61. Voilà désormais l'étudiant doté
d'une règle préventive à manier s'il a la moindre
envie d'aller au basket ou de faire autre chose alors qu'il est supposé
aller au cours.
62. La condition suivante vers un statut éthique normal est
la condition d'urgence. Pour l'achever, l'étudiant doit travailler
vite et furieusement, durcir son auto-discipline, et travailler à
la chandelle...
63. Une fois qu'il a accompli cette condition d'urgence, il passe à
"normal", c'est à dire qu'il ne doit plus rien changer à
ses habitudes nouvelles, il doit continuer à faire ce qui démontre
sa productivité en scientologie.
64. La condition suivante est l'affluence, qui s'applique lorsque
vos statistiques montent fort ceci indiquant que votre productivité
en scientologie et pour vous-même est élevée.
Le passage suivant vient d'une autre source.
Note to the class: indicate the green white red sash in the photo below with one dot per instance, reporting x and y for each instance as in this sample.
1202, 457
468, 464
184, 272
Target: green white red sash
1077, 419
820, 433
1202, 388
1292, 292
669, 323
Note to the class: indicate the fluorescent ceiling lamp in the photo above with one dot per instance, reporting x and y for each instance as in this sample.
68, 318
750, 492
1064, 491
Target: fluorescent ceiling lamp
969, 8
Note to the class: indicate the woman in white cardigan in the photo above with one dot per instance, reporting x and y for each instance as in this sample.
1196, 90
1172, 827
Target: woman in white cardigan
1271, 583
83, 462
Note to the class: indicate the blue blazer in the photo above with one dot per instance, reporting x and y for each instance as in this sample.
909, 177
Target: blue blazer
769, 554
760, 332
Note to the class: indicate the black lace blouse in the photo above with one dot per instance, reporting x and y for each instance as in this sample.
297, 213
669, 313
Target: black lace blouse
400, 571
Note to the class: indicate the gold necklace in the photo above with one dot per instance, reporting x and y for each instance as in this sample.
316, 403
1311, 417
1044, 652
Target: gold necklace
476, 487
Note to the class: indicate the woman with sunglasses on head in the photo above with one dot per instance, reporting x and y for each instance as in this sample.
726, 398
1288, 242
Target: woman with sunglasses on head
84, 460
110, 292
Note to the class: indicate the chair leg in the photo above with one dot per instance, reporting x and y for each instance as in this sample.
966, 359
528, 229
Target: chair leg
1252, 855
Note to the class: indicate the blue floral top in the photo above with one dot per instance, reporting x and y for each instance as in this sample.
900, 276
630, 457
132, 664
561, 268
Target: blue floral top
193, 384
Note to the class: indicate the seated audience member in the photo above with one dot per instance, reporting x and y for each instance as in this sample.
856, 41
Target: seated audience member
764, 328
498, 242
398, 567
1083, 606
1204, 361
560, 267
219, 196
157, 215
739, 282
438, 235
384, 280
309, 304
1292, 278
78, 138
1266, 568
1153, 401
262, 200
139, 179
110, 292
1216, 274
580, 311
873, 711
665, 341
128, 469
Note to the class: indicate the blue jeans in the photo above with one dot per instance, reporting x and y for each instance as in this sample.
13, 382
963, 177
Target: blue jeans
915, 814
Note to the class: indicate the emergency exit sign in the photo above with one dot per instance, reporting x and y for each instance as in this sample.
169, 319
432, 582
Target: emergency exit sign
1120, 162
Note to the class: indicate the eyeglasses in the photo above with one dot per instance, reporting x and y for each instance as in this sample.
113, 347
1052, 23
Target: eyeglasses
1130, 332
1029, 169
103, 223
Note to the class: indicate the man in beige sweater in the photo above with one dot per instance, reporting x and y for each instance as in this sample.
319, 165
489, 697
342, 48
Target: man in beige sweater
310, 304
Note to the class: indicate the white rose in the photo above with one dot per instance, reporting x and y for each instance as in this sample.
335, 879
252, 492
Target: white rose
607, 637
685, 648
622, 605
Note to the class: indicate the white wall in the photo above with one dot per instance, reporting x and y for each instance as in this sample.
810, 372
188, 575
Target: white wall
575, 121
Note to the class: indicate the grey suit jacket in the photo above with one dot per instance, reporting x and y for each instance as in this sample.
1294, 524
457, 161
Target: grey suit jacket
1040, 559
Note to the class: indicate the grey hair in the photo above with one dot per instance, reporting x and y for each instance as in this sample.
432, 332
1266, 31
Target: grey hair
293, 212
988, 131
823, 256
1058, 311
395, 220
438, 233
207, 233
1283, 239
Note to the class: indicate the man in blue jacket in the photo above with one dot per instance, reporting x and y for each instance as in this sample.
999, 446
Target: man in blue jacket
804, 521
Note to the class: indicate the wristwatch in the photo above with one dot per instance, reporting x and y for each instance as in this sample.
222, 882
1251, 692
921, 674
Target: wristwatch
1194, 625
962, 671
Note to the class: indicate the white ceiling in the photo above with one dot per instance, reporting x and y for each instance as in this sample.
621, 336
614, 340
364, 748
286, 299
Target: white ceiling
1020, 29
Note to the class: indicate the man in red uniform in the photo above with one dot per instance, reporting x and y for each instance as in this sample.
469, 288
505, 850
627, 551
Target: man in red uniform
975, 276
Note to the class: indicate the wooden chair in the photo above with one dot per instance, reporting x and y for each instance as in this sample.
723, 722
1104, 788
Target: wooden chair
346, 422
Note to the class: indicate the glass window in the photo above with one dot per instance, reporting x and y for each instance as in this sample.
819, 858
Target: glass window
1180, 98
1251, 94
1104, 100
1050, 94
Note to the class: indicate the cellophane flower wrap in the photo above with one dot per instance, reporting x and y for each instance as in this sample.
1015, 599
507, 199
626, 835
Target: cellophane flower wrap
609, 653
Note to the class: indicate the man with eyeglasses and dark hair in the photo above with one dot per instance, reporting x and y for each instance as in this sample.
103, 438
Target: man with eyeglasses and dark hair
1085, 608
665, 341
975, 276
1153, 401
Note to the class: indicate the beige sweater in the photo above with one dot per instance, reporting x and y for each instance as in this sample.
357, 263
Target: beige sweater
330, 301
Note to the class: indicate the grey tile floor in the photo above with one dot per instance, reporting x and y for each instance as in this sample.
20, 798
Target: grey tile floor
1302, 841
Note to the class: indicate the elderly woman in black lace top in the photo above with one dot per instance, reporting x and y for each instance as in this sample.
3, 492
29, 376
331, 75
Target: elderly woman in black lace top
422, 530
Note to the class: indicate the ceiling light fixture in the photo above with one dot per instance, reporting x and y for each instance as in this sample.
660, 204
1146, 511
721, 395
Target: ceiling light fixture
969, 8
65. Si vous continuez l'affluence assez longtemps, vous arrivez
en "puissance". Pour achever cette condition, l'étudiant doit écrire
dans le détail ce qu'il a fait pour maintenir sa productivité
élevée. Ca lui permet de faire passer aux autres les actions
à succès qui lui ont permis d'atteindre le résultat,
afin qu'ils s'en inspirent.
66. L'étudiant a alors passé 1/du refus à confesser
ou admettre la responsabilité de ses exactions, au stade de 2/confesser
tout écart d'éthique - réel ou imaginaire -3/à
demander le pardon pour ses fautes et à 4/ payer de sa personne
pour les erreurs supposées, 5/à se dévouer corps et
âme à faire grimper les statistiques scientologiques, accomplissement
qu'Hubbard glorifie - 6/puis à devenir si bien un rouage du système
qu'il en écrit les méthodes pour aider les autres à
faire de même.
67. Vous avez maintenant un étudiant qui est bel et bien
coincé dans les retranchements. Non seulement il sera heureux de
porter les chaînes, mais il trouvera normal de se les remettre en
place si elles se libérent ou qu'elles se relâchent, et il
s'activera de surcroît à pousser les autres dans la même
direction.
68. Une autre fonction de la méthodologie
éthique en scientologie est de chercher les scientologues liés
- par quelque lien que ce soit - à des opposants à la scientologie.
La raison en est que ces antagonistes à la sciento peuvent créer
des troubles à la scientologie ou bouleverser le scientologue en
lui racontant à quel point la scientologie ou Hubbard serait mauvais.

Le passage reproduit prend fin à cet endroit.